On March 12, the University System of Georgia agreed to the healthcare demands of the United Campus Workers of Georgia Graduate Student Committee after their health insurance premiums rose 345 percent for their spouses and children in for the 2018-2019 school year.
The Graduate Student Committee sent a letter to the University System of Georgia on Dec. 10, 2018. This letter detailed a list of demands by the Committee, each with a prevalent theme of increased communication between graduate students and the university.
USG wrote a letter in response to UCWGA on March 6. Within this letter, USG agreed to improve communication regarding future plans about health insurance premiums. USG agreed to form an Advisory Committee made up of representatives for graduate students, faculty and staff. USG also agreed to provide a member of its staff as an intermediary for graduate students concerning their health insurance claims.
Annelie Klein, a member of UCWGA and the graduate coordinator assistant in the College of Pharmacy, explained that better communication between the university and its graduate students needs to come first.
“We’re working for more communication where we actually have a chance to voice our opinions, participate in changes, have a chance to discuss when they’re implementing new ideas and new changes,” Klein said.

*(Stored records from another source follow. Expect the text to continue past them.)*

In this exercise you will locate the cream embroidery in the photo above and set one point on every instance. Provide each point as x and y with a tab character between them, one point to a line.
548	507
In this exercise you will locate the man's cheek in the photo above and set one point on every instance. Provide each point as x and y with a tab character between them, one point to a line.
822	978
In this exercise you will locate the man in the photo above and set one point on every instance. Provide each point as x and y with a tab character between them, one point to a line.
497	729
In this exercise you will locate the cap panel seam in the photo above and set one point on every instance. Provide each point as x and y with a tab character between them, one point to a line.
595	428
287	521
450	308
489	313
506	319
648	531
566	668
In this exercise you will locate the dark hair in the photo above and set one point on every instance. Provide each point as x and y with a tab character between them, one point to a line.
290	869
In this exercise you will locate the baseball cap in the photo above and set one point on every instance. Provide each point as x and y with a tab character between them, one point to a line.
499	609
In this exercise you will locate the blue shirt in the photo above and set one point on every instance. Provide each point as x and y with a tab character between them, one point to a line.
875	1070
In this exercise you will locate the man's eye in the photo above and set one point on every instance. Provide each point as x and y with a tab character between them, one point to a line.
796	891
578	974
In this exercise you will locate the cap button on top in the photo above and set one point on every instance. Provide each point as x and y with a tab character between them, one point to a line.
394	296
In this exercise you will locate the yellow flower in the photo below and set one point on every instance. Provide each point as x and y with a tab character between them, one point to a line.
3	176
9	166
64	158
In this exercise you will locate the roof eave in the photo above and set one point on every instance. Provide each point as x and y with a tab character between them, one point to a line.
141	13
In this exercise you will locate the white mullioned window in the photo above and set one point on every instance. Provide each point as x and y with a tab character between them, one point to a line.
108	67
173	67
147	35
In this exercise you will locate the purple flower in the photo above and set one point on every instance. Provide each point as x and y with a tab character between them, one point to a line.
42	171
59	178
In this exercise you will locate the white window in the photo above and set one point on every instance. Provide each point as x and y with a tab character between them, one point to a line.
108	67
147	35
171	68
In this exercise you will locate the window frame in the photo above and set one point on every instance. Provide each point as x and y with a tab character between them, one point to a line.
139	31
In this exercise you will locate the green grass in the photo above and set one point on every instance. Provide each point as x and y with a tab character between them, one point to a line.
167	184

In the past, UGA made changes without much input from faculty and staff, Klein said. In 2016, more than 3,000 workers, largely low-wage workers, received reduced paychecks due to changes in the Fair Labor Standards Act.
The changes regarding the health insurance premiums spurred protests by UGA graduate students.
“As a graduate student … their lives are very, very busy, and I find it grotesque that they would even be subject to UGA not even explaining that change,” Klein said.
Justin Simpson, a UGA graduate student and member of the UCWGA Graduate Committee, had heard about the premium change last year in passing. He only really became aware when his fellow graduate students explained their grievances about the situation, specifically those who were married. The increasing number of spouses signing up for the university’s health insurance caused the jump in price.
Simpson was thrilled by the news and said this response was a big first step for the university.
“I was in class at the time and had received a call saying ‘Check your mail! Check your mail!’” Simpson said. “I thought it was so important for one, the fact that the university is like reaching out and taking seriously the concerns of graduate students.”
In addition to USG agreeing to improve communication, they have also agreed to address mental health coverage for students and dental insurance, Simpson said.